Merutinkan Ziarah Kubur pada Ramadlan dan Lebaran

Bagaimana hukumnya merutinkan ziarah kubur menjelang Ramadlan atau setelah lebaran? 0896-8967-xxxx
Ziarah kubur hukumnya sebatas mubah. Jangan dinaikkan menjadi sunat apalagi wajib. Jika demikian maka statusnya menjadi bid’ah (ketentuan hukum dan ritual baru yang tidak disyari’atkan). Terlebih lagi jika ditambahkan ketentuan akan lebih baik lagi jika dilakukan sebelum Ramadlan atau sesudah lebaran. Ini termasuk bid’ah juga, karena membuat ketentuan yang tidak ditentukan oleh Nabi saw.

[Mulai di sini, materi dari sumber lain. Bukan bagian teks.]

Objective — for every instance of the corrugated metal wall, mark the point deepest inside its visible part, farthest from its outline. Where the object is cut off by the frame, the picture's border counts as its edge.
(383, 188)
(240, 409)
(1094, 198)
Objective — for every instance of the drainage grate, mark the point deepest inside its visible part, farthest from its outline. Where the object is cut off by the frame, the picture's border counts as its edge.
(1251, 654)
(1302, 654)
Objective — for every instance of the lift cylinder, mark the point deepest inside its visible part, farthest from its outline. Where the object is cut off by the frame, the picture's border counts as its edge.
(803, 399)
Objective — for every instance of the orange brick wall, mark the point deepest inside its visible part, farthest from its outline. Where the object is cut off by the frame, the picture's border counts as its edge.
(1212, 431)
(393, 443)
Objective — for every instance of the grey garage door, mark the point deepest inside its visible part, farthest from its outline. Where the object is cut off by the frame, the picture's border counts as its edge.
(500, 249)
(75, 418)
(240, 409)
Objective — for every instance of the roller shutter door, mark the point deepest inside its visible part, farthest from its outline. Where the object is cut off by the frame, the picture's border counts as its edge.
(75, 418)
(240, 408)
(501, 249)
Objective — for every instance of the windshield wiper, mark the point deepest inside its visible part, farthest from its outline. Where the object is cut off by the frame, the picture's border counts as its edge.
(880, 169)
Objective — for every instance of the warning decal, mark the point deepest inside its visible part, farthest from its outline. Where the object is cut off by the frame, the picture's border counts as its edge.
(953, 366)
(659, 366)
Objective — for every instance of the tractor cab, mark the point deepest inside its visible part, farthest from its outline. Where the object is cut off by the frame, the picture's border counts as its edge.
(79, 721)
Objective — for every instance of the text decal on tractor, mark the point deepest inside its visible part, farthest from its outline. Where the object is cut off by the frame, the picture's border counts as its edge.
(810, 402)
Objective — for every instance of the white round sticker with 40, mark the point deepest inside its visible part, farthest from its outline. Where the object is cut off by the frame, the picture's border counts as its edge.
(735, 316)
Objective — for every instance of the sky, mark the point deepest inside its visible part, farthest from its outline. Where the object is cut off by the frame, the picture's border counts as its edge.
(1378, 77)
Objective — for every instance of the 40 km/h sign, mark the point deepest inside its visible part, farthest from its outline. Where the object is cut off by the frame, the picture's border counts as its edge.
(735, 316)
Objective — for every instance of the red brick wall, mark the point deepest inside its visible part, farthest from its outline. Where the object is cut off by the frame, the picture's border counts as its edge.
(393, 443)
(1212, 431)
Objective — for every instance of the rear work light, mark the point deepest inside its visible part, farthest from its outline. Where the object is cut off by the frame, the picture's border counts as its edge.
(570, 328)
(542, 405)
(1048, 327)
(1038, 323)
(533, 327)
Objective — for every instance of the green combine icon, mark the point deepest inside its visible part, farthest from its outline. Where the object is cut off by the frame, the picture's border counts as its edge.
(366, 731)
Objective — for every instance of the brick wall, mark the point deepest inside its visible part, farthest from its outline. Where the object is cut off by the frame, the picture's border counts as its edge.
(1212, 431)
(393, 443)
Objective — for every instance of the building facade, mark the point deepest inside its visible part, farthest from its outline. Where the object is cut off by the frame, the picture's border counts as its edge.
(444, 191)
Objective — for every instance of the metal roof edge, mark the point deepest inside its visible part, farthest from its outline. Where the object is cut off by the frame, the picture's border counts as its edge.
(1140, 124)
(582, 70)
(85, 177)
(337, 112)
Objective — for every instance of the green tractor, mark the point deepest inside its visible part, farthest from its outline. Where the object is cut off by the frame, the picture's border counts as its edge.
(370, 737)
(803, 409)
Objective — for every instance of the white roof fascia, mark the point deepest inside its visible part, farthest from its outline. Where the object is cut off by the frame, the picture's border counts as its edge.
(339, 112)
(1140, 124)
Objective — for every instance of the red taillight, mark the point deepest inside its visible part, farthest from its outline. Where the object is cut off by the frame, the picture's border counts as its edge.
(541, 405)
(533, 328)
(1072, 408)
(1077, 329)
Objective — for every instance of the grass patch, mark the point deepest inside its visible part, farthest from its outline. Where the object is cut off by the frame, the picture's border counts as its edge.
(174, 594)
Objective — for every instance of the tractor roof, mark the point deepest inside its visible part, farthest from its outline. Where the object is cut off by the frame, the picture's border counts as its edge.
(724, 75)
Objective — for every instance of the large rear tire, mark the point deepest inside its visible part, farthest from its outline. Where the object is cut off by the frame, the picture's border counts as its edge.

Ziarah kubur hukumnya mubah karena hukum asalnya haram, baru kemudian dibolehkan karena alasan “mengingatkan akhirat”.
قَدْ كُنْتُ نَهَيْتُكُمْ عَنْ زِيَارَةِ القُبُورِ فَقَدْ أُذِنَ لِمُحَمَّدٍ فِي زِيَارَةِ قَبْرِ أُمِّهِ فَزُورُوهَا فَإِنَّهَا تُذَكِّرُ الآخِرَةَ
Sungguh dahulu aku pernah melarang kalian dari ziarah kubur, dan sungguh Muhammad telah diberi izin ziarah ke makam ibunya, maka berziarahlah kalian, karena sungguh itu mengingatkan pada akhirat (Sunan at-Tirmidzi bab ma ja`a fir-rukhshah fi ziyaratil-qubur no. 1054).
Meski Nabi saw menyabdakannya dengan perintah, tetapi karena adanya sesudah larangan, statusnya bukan wajib atau sunat, melainkan sebatas membolehkan. Para ulama sudah sepakat dengan kaidah ushul fiqih: al-amr ba’dan-nahyi yufidul-ibahah; perintah sesudah larangan menunjukkan mubah/boleh.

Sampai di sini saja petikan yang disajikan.